Restoring Gulf of Mexico tuna and swordfish

Published by FiskerForum, 12-01-2018 · info@fiskerforum.dk

A small group of pelagic longline fishing vessel owners will take a six-month voluntary break, but will continue to fish with alternative gear, improving populations and supporting supply chains as NOAA and the National Fish and Wildlife Foundation kicked off 2018 with the second round of the Oceanic Fish Restoration Project.

The project aims to restore some of the damage resulting from the 2010 Deepwater Horizon oil spill in the Gulf of Mexico. Ten fishing vessel owners from Florida and Louisiana will take a break, also known as a repose, from using pelagic longline fishing gear for the next six months.

During those months, project participants have the option to harvest highly migratory species such as yellowfin tuna and swordfish using alternative fishing gear that results in low by-catch and fish mortality. Sea turtles and marine mammals, as well as other oceanic fish, have a better chance of surviving if accidentally caught with these alternative gears.

Participating vessel owners also get financial compensation to help offset lost revenue during the repose.

‘We understand that fishing businesses and communities depend on these oceanic resources, which are also critical components of the Gulf ecosystem,’ said Chris Oliver, Assistant Administrator for NOAA Fisheries. ‘Exciting innovations in gear reduce by-catch and restore fish populations, keeping local economies and the environment healthy.’

Throughout the project, NOAA Fisheries and the NFWF will continue working with participants, suppliers and researchers to improve results of the alternative gear and enhance product quality of caught fish.

Based on feedback from the 2017 pilot year, changes were made to add more at-sea days to fish using alternative gear, additional training to improve gear use, and more gear choices.

‘We had the opportunity to learn from the pilot, and through partnerships and engagement, made key enhancements to improve the project both for volunteer participants and members of the local supply chain,’ Chris Oliver said.

At the completion of the pilot year, all seven participants felt the experience was a positive one.

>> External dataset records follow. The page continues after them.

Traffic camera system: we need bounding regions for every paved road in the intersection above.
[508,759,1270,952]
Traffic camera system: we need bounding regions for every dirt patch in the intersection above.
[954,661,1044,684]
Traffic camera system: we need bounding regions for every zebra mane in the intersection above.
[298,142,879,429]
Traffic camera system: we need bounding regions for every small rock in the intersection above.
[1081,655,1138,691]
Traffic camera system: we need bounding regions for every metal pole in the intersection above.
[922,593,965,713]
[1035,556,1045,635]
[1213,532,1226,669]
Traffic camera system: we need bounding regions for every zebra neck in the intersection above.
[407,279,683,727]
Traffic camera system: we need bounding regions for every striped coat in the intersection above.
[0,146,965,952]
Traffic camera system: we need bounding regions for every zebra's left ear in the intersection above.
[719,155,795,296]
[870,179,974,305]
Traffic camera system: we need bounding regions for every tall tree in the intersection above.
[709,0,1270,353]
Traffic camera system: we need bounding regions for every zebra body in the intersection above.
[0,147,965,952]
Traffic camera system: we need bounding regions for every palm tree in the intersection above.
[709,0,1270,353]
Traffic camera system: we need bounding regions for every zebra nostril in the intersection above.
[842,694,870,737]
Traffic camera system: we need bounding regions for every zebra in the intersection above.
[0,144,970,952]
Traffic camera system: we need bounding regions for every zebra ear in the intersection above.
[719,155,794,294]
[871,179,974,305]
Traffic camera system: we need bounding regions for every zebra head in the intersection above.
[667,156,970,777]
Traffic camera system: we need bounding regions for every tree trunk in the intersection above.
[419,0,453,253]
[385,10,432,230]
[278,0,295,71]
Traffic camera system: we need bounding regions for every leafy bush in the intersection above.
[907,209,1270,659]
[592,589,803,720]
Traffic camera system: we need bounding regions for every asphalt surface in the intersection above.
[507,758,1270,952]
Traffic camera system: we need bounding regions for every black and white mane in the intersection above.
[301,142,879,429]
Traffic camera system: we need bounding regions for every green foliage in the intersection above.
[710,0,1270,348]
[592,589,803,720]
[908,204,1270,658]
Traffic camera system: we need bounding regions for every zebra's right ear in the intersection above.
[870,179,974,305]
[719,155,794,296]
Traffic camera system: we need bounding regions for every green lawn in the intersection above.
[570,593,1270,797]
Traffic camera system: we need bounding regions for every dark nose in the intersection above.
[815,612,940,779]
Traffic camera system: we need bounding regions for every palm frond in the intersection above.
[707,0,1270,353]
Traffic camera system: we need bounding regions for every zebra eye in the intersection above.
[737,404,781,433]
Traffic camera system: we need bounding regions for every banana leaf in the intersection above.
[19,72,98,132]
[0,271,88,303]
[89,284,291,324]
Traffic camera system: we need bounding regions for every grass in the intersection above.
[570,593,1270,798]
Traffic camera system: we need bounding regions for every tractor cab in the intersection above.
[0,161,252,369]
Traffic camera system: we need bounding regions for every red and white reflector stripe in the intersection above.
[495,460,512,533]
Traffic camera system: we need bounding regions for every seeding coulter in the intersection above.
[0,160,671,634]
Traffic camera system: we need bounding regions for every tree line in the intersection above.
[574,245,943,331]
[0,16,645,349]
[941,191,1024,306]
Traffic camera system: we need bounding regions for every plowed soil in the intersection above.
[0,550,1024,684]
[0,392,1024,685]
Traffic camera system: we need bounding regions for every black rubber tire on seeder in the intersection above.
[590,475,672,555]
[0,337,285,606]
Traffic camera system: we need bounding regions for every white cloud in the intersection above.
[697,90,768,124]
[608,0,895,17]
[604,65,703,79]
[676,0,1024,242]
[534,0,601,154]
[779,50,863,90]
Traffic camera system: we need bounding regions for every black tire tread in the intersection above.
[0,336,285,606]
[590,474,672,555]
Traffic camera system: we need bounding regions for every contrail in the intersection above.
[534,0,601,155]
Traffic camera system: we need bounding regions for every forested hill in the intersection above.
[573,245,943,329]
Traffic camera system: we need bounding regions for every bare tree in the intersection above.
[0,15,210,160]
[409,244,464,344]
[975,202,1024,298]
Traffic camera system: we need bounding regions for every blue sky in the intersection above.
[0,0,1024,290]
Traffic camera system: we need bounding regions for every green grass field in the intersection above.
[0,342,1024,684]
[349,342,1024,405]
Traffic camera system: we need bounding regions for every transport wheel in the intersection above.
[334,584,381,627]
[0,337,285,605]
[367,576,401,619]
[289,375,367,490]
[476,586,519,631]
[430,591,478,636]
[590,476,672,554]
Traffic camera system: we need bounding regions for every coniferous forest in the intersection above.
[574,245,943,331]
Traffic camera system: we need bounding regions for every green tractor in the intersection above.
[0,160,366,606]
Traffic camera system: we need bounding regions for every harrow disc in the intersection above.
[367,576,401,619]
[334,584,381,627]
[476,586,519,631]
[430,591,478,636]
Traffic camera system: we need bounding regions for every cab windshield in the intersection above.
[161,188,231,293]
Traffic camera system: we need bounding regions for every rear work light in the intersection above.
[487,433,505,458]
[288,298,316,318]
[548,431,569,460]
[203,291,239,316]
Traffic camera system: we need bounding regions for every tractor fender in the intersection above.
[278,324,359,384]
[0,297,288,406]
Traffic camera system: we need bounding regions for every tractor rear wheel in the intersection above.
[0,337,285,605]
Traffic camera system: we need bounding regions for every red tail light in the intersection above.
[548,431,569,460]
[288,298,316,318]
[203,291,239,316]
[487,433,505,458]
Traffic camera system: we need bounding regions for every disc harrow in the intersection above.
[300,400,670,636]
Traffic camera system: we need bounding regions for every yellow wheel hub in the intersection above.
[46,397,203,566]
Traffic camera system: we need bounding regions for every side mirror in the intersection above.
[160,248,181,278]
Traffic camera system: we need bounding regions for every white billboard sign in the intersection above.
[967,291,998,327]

‘I found it very rewarding to be a part of the research and experiment with the new gear as well as to be a part of something that could help restore fish in the Gulf,’ one of the participating vessel owners commented

The project was included as one part of early restoration for the 2010 Deepwater Horizon oil spill. It is managed by NOAA Fisheries as one of four federal Open Ocean trustees working together on to restore habitat and fish, marine mammals, sea turtles and others in and around the Gulf of Mexico.